- 1Department of Biology, College of Science, University of Bahrain, Sakhir, Bahrain
- 2Department of Mathematics, College of Science, University of Bahrain, Sakhir, Bahrain
- 3Endocrinology and Nutrition Unit, Azienda di Servizi alla Persona ‘Istituto Santa Margherita', University of Pavia, Pavia, Italy
- 4Research and Development Unit, Indena, Milan, Italy
- 5Istituto di Ricovero e Cura a Carattere Scientifico (IRCCS) Mondino Foundation, Pavia, Italy
- 6Department of Public Health, Experimental and Forensic Medicine, University of Pavia, Pavia, Italy
Introduction: The aim of the present study was to assess the dropout rate at 2, 6, and 12 months after an inpatient multidisciplinary residential program (MRP) for the treatment of obesity. Furthermore, this study assessed anthropometric and biochemical predictors associated with the dropout.
Methods: Adult and elderly patients (age 59 ± 14 years) with obesity had undergone an MRP, were followed up from 2 to 12 months. Biochemical and anthropometric markers have been assessed at the beginning of the follow-up period after the MRP.
Results: The study enrolled 178 subjects, 117 women and 61 men. The overall dropout rate at 2 months was 21.3%, after 6 months was 44.4%, and after 1 year was 68.5%. There was no difference by gender recorded. Furthermore, patients under medical treatment with psychiatric disorders did not show an association with the dropout rate.
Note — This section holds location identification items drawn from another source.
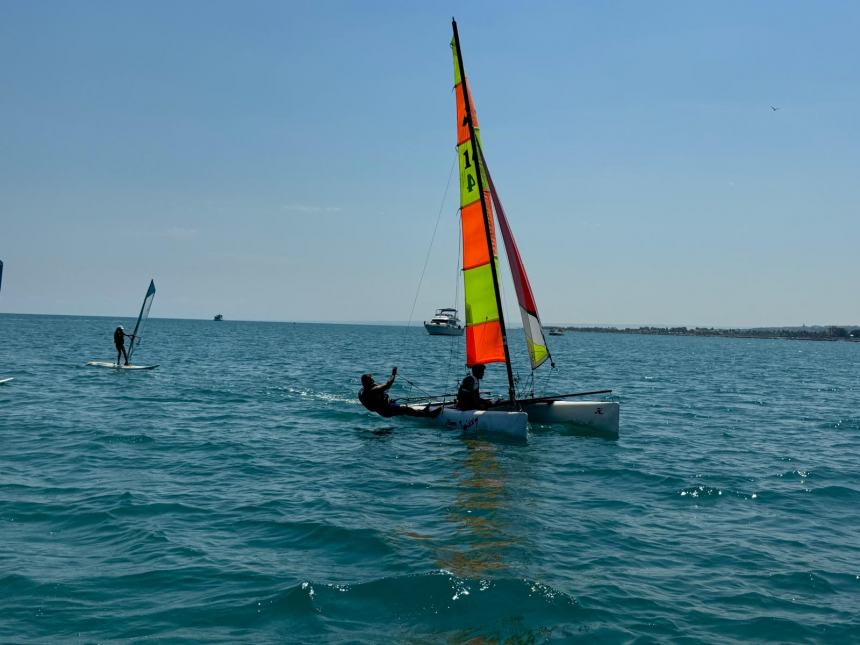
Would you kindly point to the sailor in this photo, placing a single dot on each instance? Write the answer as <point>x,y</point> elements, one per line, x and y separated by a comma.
<point>374,397</point>
<point>119,336</point>
<point>469,392</point>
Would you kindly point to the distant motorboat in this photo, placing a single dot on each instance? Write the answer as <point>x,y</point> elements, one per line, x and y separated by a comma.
<point>444,323</point>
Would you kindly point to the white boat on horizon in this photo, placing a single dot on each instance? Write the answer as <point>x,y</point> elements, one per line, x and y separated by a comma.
<point>485,328</point>
<point>444,323</point>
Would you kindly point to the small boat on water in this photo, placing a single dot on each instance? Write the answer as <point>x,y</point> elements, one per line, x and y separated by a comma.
<point>444,323</point>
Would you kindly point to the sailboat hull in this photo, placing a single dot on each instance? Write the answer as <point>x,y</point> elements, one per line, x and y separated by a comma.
<point>443,330</point>
<point>472,422</point>
<point>598,416</point>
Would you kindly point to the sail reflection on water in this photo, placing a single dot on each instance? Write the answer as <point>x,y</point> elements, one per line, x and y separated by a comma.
<point>482,537</point>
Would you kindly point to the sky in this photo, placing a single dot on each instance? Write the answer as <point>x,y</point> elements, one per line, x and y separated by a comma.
<point>290,160</point>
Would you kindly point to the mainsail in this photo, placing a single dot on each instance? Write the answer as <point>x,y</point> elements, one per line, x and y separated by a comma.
<point>144,314</point>
<point>485,341</point>
<point>538,351</point>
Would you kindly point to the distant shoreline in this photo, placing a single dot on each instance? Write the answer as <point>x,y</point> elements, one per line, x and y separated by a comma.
<point>829,333</point>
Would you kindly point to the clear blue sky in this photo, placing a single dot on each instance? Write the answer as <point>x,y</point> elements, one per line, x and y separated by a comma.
<point>287,161</point>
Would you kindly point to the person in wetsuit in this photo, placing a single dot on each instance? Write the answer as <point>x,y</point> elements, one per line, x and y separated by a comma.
<point>119,336</point>
<point>469,392</point>
<point>374,396</point>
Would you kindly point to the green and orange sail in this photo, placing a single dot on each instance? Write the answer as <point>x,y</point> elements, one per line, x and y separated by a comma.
<point>485,332</point>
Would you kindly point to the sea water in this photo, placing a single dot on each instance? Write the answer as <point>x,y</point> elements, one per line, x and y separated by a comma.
<point>239,492</point>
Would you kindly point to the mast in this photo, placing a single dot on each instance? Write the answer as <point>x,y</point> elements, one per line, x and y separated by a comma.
<point>475,157</point>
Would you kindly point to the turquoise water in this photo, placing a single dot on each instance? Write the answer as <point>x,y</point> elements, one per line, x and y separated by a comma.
<point>239,493</point>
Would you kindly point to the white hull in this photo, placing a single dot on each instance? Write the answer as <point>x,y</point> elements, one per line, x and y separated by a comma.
<point>443,330</point>
<point>121,367</point>
<point>599,416</point>
<point>511,424</point>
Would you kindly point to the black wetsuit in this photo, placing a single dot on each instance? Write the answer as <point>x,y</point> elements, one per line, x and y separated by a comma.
<point>376,400</point>
<point>469,395</point>
<point>119,340</point>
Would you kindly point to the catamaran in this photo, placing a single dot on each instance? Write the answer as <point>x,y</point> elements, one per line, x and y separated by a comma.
<point>486,334</point>
<point>136,335</point>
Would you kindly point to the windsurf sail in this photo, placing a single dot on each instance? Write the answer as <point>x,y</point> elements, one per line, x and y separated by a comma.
<point>538,350</point>
<point>144,314</point>
<point>485,342</point>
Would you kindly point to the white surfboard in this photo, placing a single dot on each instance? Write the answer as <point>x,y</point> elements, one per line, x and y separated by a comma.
<point>121,367</point>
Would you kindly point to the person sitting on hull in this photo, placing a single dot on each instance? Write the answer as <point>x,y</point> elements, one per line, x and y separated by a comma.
<point>469,392</point>
<point>119,337</point>
<point>374,397</point>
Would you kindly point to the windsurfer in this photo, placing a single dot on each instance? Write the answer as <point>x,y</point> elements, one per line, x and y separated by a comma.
<point>374,397</point>
<point>119,336</point>
<point>469,392</point>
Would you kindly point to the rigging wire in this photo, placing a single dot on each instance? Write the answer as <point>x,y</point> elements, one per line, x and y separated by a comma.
<point>427,260</point>
<point>432,239</point>
<point>458,264</point>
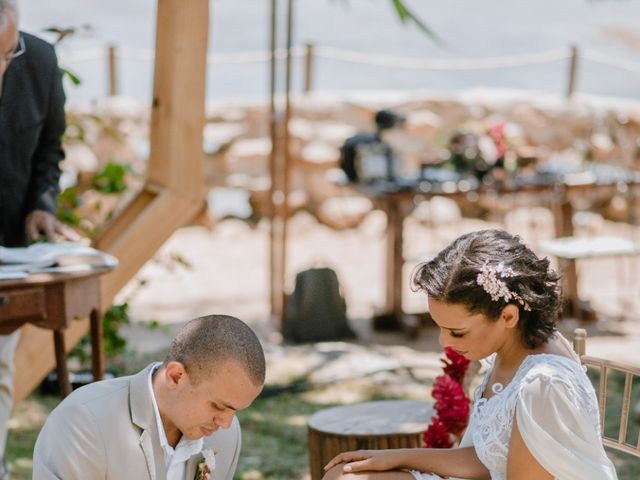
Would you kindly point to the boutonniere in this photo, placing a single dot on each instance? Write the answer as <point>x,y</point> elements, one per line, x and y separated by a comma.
<point>206,466</point>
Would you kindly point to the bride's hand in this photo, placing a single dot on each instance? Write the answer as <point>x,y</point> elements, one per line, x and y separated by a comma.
<point>363,460</point>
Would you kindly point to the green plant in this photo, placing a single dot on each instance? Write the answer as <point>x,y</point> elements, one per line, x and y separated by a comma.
<point>68,204</point>
<point>407,16</point>
<point>111,179</point>
<point>114,343</point>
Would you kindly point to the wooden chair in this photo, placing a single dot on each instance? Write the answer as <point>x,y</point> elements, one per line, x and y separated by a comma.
<point>605,368</point>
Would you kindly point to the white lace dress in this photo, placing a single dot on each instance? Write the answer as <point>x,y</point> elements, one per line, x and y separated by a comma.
<point>557,414</point>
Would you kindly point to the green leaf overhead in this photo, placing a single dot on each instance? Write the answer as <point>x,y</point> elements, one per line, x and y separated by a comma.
<point>407,16</point>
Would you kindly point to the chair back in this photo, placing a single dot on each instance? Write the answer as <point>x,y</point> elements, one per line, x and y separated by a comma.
<point>605,368</point>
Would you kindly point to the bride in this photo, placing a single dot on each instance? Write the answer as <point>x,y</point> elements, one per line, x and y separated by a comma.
<point>535,414</point>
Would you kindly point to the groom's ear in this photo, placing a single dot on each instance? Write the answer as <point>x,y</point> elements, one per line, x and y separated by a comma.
<point>175,373</point>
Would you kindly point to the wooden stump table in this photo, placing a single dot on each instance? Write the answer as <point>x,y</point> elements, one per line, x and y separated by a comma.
<point>369,425</point>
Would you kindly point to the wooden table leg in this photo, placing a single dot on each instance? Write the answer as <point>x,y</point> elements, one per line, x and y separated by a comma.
<point>97,345</point>
<point>61,363</point>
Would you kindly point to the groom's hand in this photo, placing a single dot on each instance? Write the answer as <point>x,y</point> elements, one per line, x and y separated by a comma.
<point>365,460</point>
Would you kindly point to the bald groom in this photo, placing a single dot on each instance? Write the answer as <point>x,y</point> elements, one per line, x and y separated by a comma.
<point>165,421</point>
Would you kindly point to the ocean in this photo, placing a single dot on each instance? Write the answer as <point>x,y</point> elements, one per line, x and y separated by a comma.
<point>496,31</point>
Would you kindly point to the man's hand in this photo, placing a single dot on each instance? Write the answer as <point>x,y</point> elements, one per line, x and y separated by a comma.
<point>40,221</point>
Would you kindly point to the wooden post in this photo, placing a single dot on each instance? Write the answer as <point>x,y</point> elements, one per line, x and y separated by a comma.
<point>286,173</point>
<point>308,67</point>
<point>113,78</point>
<point>573,64</point>
<point>275,278</point>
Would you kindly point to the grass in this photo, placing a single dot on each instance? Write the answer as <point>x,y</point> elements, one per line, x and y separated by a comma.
<point>274,429</point>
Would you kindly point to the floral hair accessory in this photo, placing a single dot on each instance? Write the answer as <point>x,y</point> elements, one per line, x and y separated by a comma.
<point>206,466</point>
<point>490,279</point>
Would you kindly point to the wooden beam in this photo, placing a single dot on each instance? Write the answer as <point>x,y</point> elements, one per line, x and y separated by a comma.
<point>139,241</point>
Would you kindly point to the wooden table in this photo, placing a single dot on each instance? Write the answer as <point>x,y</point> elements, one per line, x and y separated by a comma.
<point>53,301</point>
<point>368,425</point>
<point>396,203</point>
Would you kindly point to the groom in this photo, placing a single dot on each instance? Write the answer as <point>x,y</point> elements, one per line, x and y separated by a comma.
<point>162,423</point>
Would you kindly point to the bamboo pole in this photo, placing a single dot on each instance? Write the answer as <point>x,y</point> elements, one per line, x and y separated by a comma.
<point>275,281</point>
<point>573,65</point>
<point>287,153</point>
<point>308,67</point>
<point>113,78</point>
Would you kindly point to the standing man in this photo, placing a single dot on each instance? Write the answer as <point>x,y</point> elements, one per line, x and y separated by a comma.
<point>174,420</point>
<point>32,122</point>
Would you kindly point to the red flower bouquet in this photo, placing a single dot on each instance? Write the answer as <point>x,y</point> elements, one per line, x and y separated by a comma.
<point>452,405</point>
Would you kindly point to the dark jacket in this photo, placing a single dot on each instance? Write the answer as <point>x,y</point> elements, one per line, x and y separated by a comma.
<point>32,121</point>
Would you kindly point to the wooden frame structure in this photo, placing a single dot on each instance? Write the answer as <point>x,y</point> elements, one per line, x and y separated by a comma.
<point>604,367</point>
<point>174,193</point>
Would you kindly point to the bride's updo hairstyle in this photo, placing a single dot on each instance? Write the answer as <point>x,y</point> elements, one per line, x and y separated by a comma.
<point>486,270</point>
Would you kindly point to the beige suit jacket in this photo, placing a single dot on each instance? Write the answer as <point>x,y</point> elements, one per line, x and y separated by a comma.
<point>108,431</point>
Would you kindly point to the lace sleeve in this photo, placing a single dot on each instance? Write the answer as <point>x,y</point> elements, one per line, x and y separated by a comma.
<point>558,420</point>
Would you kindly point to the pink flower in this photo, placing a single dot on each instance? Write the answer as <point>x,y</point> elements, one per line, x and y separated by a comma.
<point>455,365</point>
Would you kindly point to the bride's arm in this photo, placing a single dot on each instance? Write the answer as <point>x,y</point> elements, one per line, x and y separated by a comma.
<point>446,462</point>
<point>521,464</point>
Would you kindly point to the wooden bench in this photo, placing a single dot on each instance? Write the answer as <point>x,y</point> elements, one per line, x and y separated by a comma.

Patients with a higher level of body mass index (BMI) at the discharge of MRP showed +48% of dropout at 6 months. After the MRP, the baseline values of uricemia and white blood cells (WBCs) resulted as predictors of dropout at 2 months (p > 0.05). Furthermore, the excess percentage of fat mass lost during the MRP was associated with the risk of dropout at 2, 6, and 12 months (p > 0.05).
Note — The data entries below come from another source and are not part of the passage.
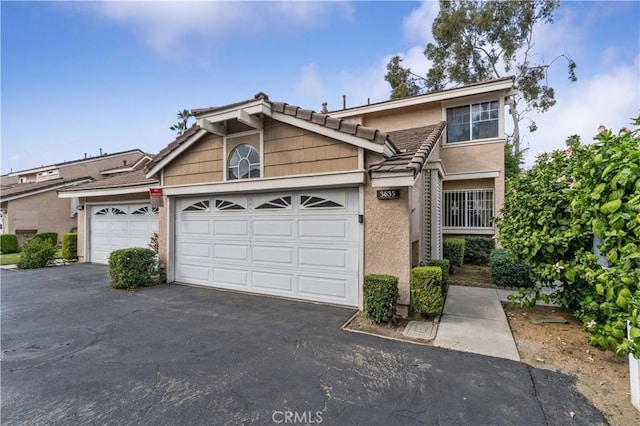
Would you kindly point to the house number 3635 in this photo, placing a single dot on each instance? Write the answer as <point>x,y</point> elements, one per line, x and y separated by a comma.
<point>388,194</point>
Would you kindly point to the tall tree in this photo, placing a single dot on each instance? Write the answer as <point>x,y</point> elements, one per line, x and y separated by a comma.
<point>403,82</point>
<point>183,119</point>
<point>476,41</point>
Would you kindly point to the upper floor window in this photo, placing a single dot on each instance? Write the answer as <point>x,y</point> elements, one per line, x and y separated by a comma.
<point>472,122</point>
<point>244,163</point>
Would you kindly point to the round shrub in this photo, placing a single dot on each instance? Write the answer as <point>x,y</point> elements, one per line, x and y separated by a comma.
<point>70,246</point>
<point>380,297</point>
<point>36,253</point>
<point>453,249</point>
<point>508,273</point>
<point>427,296</point>
<point>132,268</point>
<point>8,243</point>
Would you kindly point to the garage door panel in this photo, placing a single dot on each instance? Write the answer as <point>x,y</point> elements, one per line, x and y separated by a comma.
<point>231,228</point>
<point>202,250</point>
<point>190,228</point>
<point>269,255</point>
<point>276,245</point>
<point>113,228</point>
<point>278,282</point>
<point>231,277</point>
<point>231,252</point>
<point>136,225</point>
<point>335,259</point>
<point>265,228</point>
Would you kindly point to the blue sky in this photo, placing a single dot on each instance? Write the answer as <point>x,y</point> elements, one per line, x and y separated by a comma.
<point>80,76</point>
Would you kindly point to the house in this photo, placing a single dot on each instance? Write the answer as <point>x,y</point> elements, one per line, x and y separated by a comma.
<point>29,202</point>
<point>270,198</point>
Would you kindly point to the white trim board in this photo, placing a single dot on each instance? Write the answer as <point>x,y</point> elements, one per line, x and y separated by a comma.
<point>339,179</point>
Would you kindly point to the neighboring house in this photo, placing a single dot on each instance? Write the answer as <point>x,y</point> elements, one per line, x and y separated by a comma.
<point>270,198</point>
<point>29,202</point>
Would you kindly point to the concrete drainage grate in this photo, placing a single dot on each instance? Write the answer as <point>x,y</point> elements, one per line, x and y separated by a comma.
<point>420,330</point>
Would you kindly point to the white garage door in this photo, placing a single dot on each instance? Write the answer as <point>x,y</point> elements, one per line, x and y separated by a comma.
<point>302,245</point>
<point>120,226</point>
Conclusion: The MRP for obesity is an opportunity for losing weight for patients with established criteria. The future challenge will be addressing the best strategic plans in order to reduce the dropout rate after this intervention. Investigating deeply the main predictors could be an opportunity to improve the long-term efficacy of MRP.
Introduction
According to the WHO, obesity is one of the main public health problems in the world (1). In fact, higher body weight is associated with a higher incidence of a number of conditions, including diabetes mellitus, cardiovascular disease, and non-alcoholic fatty liver disease, and with an increased risk of disability and mortality (2–4). Obesity negatively affects heart function, increases risk factors for coronary heart disease, and is an independent risk factor for cardiovascular disease (American Heart Association).
Evidence suggests that, even without reaching an ideal weight, moderate weight loss may be beneficial in terms of reducing certain risk factors, such as high blood pressure (2). Some studies on dietary and behavioral treatments, however, have shown that maintaining a weight loss is difficult (2, 5).
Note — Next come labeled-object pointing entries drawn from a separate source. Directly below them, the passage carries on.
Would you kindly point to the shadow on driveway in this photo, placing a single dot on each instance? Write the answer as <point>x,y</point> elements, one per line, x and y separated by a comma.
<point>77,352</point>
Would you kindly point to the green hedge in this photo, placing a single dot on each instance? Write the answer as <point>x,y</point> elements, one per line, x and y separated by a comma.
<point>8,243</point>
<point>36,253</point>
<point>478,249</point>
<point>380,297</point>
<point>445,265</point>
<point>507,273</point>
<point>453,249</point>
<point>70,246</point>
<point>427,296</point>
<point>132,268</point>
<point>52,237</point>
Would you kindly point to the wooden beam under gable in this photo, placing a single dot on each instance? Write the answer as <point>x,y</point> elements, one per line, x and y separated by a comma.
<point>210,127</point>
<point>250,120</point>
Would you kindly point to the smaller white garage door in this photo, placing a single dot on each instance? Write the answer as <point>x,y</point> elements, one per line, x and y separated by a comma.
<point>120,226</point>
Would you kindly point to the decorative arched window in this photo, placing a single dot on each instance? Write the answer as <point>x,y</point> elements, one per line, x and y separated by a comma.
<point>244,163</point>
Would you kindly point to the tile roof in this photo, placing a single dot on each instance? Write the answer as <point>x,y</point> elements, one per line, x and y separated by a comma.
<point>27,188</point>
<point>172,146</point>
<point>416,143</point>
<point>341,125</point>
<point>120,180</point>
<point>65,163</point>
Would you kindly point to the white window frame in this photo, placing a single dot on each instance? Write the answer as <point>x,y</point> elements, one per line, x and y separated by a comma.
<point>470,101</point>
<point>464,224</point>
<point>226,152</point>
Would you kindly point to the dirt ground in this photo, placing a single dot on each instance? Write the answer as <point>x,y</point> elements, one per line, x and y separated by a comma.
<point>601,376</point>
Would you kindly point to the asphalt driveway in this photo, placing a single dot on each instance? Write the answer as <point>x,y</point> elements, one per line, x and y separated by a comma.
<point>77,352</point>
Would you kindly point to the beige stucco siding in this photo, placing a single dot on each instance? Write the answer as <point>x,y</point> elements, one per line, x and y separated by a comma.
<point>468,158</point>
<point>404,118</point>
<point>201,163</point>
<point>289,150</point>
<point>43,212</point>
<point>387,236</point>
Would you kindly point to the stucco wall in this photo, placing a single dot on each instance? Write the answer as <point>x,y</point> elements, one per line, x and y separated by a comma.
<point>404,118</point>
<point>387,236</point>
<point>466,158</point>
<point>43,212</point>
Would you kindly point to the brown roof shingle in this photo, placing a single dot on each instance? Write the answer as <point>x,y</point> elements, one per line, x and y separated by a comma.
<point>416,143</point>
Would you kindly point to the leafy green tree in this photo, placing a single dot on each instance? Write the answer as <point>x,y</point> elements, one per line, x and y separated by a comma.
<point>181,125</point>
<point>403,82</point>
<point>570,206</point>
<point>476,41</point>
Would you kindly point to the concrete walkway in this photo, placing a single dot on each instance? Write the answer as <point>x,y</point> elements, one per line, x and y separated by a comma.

The treatment for obesity must include a low-calorie diet, the introduction of regular physical activity, and measures that promote behavioral change (4, 6). Also, after weight reduction, long-term measures are needed for its maintenance (4).
Identifying patients at risk of non-adherence to long-term follow-up will contribute to both the effectiveness and cost-effectiveness of weight loss interventions (7, 8).
The literature on the dropout rate in the treatment of obesity is heterogeneous, with data ranging from 10 to 80% at 12 months depending on the types of program (7). Intervention studies have reported an average dropout rate of over 40% within the first 12 months (8, 9).
Regarding the major predictor of adherence, the greater weight loss during the first month of treatment and participation in a higher percentage of encounters are strongly associated with greater weight loss at the end of treatment and the 1-year follow-up (10). Furthermore, the weight loss at the beginning of the rehabilitation program is a crucial determinant of abandonment, i.e., a poor initial response is a predictor of abandonment of treatment (11–13). There are currently no studies demonstrating the efficacy of MRP intervention after hospitalization in terms of maintenance of efficacy and dropout risk.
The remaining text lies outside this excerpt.